Bogota a beaucoup changé et on peut le constater si on voit rue après rue comment évoluent les constructions. Des maisons en brique, on passe à d’énormes bâtiments de béton, acier et verre, avec des locaux commerciaux au premier étage et au rez-de-chaussée.

Je suis bien contente de voir que pour autant, la ville conserve encore les grandes avenues bordées d’arbres, les boulevards séparés par une frange végétale, ainsi que les trottoirs verdis comme une façon de distraire les gens pendant les longs embouteillages et garder un peu de nature au cœur de la ville. 

sortie-vers-le-nord

Pour ce premier jour, vous pouvez louer une voiture et en route pour une escapade hors des murs de Bogota! Embarquez sur l’Autopista Norte, direction le nord de la ville où le vert vous attend! L’autoroute donne sur les grandes étendues vertes de la Sabana et traverse de grands pâturages qui séparent la capitale des petits villages alentours. Et quand je dis “petits villages”, je vous parle d’endroits où la vie tourne autour d’une église et d’une place, où les gens se retrouvent et prennent le soleil pendant qu’ils regardent le temps passer tranquillement. Le stress de la capitale n’atteint pas les populations de ces édens ruraux pourtant pas si éloignés. Je vous recommande de vous arrêter par exemple à Tabio ou Tenjo et d’explorer les ruelles pour une expérience authentiquement colombienne et hors des sentiers battus. 

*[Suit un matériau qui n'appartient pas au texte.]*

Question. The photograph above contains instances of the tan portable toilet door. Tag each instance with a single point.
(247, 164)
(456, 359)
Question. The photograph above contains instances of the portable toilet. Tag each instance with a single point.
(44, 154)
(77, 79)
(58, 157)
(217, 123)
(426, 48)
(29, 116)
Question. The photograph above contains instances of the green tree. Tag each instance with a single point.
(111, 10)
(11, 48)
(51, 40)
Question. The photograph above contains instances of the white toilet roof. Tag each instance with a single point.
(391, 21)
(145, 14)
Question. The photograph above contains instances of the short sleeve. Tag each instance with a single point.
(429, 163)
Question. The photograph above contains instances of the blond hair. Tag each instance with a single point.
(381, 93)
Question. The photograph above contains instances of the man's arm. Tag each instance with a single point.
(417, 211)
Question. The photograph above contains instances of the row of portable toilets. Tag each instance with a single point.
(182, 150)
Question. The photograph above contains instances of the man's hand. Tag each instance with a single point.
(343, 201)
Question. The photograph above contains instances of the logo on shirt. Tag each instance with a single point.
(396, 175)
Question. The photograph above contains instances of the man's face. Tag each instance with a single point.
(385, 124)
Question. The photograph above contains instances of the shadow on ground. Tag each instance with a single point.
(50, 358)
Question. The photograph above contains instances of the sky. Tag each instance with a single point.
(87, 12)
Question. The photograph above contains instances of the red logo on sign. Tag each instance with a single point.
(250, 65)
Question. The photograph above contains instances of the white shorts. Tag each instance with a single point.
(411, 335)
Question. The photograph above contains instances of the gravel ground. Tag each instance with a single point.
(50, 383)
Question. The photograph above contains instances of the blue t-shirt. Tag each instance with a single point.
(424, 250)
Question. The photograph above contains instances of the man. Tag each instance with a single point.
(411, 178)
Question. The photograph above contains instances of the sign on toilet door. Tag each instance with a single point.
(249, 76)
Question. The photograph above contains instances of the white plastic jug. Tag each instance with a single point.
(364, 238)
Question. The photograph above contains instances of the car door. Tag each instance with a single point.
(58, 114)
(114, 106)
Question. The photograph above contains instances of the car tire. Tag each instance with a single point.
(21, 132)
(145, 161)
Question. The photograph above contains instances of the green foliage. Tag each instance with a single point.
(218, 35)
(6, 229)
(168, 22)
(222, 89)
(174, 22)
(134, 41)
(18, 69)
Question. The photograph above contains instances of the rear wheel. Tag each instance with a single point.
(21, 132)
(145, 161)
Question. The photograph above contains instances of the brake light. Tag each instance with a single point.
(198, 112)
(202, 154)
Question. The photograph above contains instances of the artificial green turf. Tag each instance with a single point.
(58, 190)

13 heures – Repas typique à Andres Carne de Res

Le tour des villages vous a plu? Maintenant, direction Chia sur le chemin du retour. Je vous recommande Andres Carne de Res, un restaurant qui a commencé avec un concept un peu farfelu d’un monsieur plutôt fou qui voulait faire quelque chose de différent. Il avait un grand terrain à Chia, un petit village pas loin de Bogota et il a construit une bâtisse de bric et de broc… Disons qu’il a fermé quatre murs autour d’un patio avec les matériaux qu’il a trouvés. Ensuite, il l’a rempli de tables et de chaises que lui-même a bricolées. Laissez-moi vous dire que vous n’en trouverez pas deux pareilles! Avec la décoration, il a fait un peu la même chose. Vieilles affaires prises dans des maisons sur le point de tomber, bouteilles vides de soda, bière ou des pots décorés à la main, boîtes inutilisables, jusqu’à des vieux vêtements qui pendaient au plafond ou sur les murs, histoire d’insister sur le côté coloré et très, très, très, chargé de l’endroit. Bon à savoir, si vous tombez en amour avec le lieu ou le personnage, vous pouvez toujours acheter ces objets “décoratifs” sur place.

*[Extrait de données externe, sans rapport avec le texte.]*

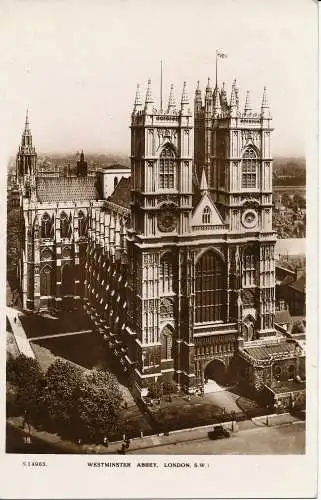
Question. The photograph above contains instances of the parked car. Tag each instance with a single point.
(219, 432)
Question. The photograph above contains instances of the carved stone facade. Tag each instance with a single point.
(176, 268)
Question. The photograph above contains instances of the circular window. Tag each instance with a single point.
(249, 219)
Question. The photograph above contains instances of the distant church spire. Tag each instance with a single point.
(149, 98)
(26, 135)
(171, 100)
(185, 99)
(233, 102)
(198, 93)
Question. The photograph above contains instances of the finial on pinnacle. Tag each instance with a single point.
(247, 106)
(204, 185)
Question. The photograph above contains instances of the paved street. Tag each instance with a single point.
(284, 439)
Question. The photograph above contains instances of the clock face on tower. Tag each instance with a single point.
(167, 221)
(249, 219)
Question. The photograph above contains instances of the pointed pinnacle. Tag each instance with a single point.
(149, 98)
(247, 106)
(138, 99)
(204, 185)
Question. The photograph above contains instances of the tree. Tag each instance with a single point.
(298, 327)
(169, 387)
(63, 382)
(98, 406)
(27, 377)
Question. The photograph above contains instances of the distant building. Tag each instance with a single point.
(174, 260)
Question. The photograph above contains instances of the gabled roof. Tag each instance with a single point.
(282, 317)
(122, 195)
(116, 166)
(299, 285)
(66, 189)
(204, 201)
(265, 351)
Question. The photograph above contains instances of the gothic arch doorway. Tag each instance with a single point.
(215, 372)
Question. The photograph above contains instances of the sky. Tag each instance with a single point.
(75, 64)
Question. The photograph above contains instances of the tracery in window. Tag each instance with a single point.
(167, 167)
(46, 226)
(210, 288)
(166, 274)
(207, 215)
(249, 169)
(249, 267)
(47, 283)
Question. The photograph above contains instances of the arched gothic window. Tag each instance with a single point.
(45, 226)
(249, 267)
(166, 274)
(67, 281)
(167, 343)
(248, 329)
(249, 169)
(210, 288)
(167, 169)
(64, 225)
(82, 224)
(207, 215)
(47, 283)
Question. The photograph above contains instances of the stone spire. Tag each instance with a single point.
(233, 102)
(265, 108)
(171, 100)
(208, 89)
(217, 105)
(149, 99)
(204, 185)
(138, 100)
(185, 99)
(247, 107)
(26, 135)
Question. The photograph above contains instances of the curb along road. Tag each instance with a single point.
(174, 437)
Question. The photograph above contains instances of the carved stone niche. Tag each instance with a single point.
(46, 254)
(66, 252)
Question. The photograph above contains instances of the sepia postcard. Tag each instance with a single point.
(159, 239)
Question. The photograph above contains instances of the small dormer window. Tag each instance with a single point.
(207, 215)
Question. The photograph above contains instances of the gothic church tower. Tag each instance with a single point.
(161, 156)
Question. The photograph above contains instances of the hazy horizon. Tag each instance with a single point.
(75, 65)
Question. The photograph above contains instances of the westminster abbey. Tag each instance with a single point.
(172, 260)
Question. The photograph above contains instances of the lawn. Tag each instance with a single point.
(182, 413)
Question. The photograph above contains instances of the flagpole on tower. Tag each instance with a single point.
(222, 55)
(216, 70)
(161, 89)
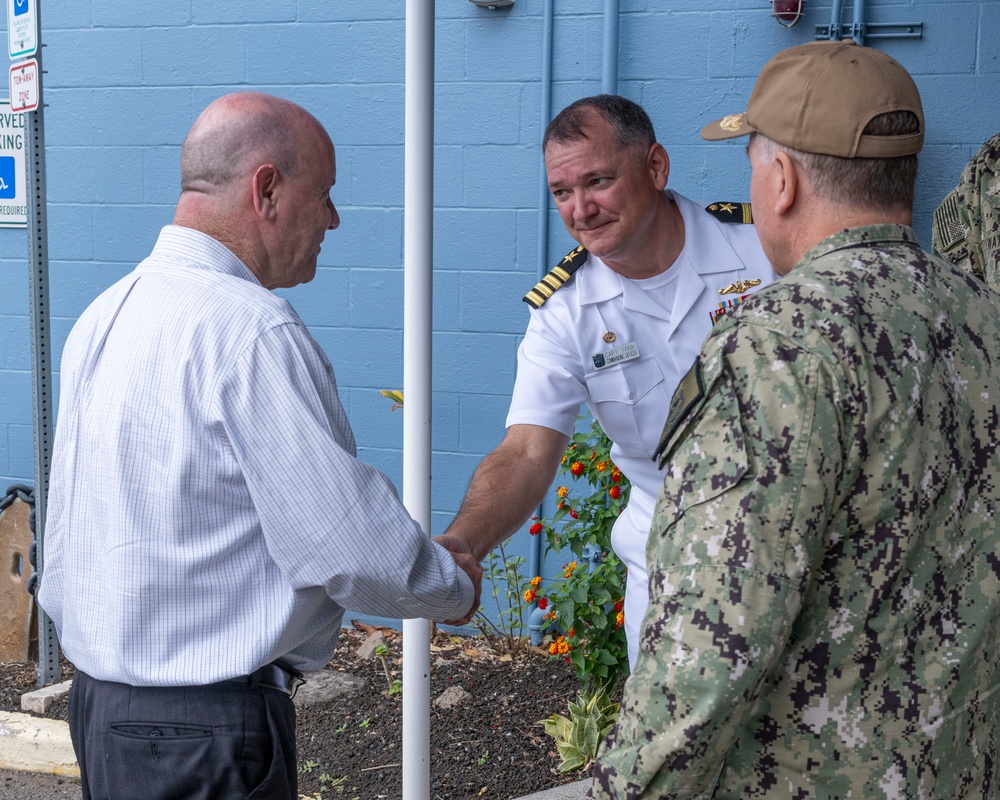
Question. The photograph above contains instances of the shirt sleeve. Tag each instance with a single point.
(753, 458)
(329, 520)
(549, 387)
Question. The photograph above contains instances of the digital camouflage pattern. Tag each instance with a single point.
(967, 223)
(825, 555)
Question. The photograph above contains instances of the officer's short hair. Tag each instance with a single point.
(631, 124)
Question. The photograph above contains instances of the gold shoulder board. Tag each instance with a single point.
(555, 278)
(730, 212)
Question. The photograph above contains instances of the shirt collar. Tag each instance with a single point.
(196, 249)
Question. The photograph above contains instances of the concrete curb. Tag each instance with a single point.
(36, 744)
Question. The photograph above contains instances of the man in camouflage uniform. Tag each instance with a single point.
(967, 223)
(825, 555)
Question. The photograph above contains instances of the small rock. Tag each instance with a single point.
(40, 700)
(451, 697)
(324, 686)
(367, 649)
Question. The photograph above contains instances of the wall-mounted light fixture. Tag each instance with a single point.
(787, 12)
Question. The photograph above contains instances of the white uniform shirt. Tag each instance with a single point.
(556, 370)
(206, 511)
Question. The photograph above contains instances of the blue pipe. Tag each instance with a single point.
(858, 28)
(836, 34)
(609, 57)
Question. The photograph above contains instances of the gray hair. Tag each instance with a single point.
(870, 183)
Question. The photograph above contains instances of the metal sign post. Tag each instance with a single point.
(24, 28)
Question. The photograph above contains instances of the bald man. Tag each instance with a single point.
(208, 521)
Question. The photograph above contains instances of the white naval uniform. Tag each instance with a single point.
(556, 372)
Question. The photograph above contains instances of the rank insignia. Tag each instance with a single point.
(740, 287)
(556, 277)
(731, 212)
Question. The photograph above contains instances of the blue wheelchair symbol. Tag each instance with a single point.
(8, 186)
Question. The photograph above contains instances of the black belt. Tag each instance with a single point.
(276, 675)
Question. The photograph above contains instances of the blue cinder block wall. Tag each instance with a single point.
(124, 81)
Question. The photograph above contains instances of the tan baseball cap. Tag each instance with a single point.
(818, 98)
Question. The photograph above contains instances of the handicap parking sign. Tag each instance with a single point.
(8, 177)
(13, 189)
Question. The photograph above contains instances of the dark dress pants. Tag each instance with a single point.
(226, 741)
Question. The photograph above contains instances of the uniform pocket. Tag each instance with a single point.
(630, 401)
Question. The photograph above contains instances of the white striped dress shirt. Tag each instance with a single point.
(206, 511)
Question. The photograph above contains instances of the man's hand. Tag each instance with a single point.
(466, 562)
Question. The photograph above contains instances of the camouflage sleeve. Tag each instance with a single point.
(753, 457)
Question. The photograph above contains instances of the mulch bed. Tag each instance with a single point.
(491, 745)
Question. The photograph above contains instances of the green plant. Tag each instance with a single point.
(395, 686)
(586, 607)
(579, 736)
(508, 590)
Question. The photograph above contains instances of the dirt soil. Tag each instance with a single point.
(488, 746)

Dans la même veine, les serveurs sont très extravertis, préférablement des étudiants qui n’ont aucun problème à se déguiser comme les personnages d’une troupe de théâtre de rue et qui, surtout, transmettent joie et bonheur pour le plus grand plaisir d’une clientèle de tous les âges.  

Je dois dire que Andrés Jaramillo (le fameux propriétaire) a mis dans la cuisine une équipe qui prépare les repas les plus typiques de la gastronomie colombienne, qu’on appelle aussi criolla ou, si je peux dire en bon québécois, “de souche” ou “pure laine”.

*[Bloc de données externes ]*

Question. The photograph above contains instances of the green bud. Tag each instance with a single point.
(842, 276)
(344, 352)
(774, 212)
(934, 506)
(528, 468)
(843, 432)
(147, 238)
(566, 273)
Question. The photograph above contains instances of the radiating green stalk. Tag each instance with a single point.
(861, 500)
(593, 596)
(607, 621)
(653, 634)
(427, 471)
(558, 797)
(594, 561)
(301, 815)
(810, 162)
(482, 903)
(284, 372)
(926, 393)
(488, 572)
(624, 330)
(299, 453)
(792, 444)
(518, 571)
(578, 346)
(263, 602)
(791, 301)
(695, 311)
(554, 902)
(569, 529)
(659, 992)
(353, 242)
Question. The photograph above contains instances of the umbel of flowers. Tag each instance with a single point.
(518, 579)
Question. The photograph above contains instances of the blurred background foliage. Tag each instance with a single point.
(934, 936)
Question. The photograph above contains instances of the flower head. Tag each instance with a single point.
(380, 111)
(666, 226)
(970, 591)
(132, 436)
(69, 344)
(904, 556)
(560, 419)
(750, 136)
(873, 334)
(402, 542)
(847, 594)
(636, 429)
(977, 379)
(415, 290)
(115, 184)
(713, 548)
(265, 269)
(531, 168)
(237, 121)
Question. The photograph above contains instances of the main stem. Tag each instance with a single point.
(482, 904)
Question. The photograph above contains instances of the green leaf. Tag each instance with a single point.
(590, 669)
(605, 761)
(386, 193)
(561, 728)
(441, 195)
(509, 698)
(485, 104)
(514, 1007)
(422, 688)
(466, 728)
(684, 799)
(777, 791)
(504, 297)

Son idée attire des gens d’un peu partout, à n’importe quelle heure du jour ou de la nuit – la rumba y est très célèbre! – , quitte à payer une addition un peu plus salée qu’ailleurs histoire de passer un bon moment avec des amis ou de la famille dans une ambiance unique évidemment!

Aujourd’hui, en plus du local original à Chia et d’une deuxième succursale à Bogota dans une zone très exclusive, à ma grande surprise, il a ouvert des petits locaux dans beaucoup de centres d’achat! Il y en a un même dans l’aéroport. Il les appelle les ‘Andrés Carne de Res Express’. Les serveurs ne sont pas déguisés, il n’y a pas beaucoup de tables, mais la décoration et l’ambiance suivent les mêmes lignes de la maison mère.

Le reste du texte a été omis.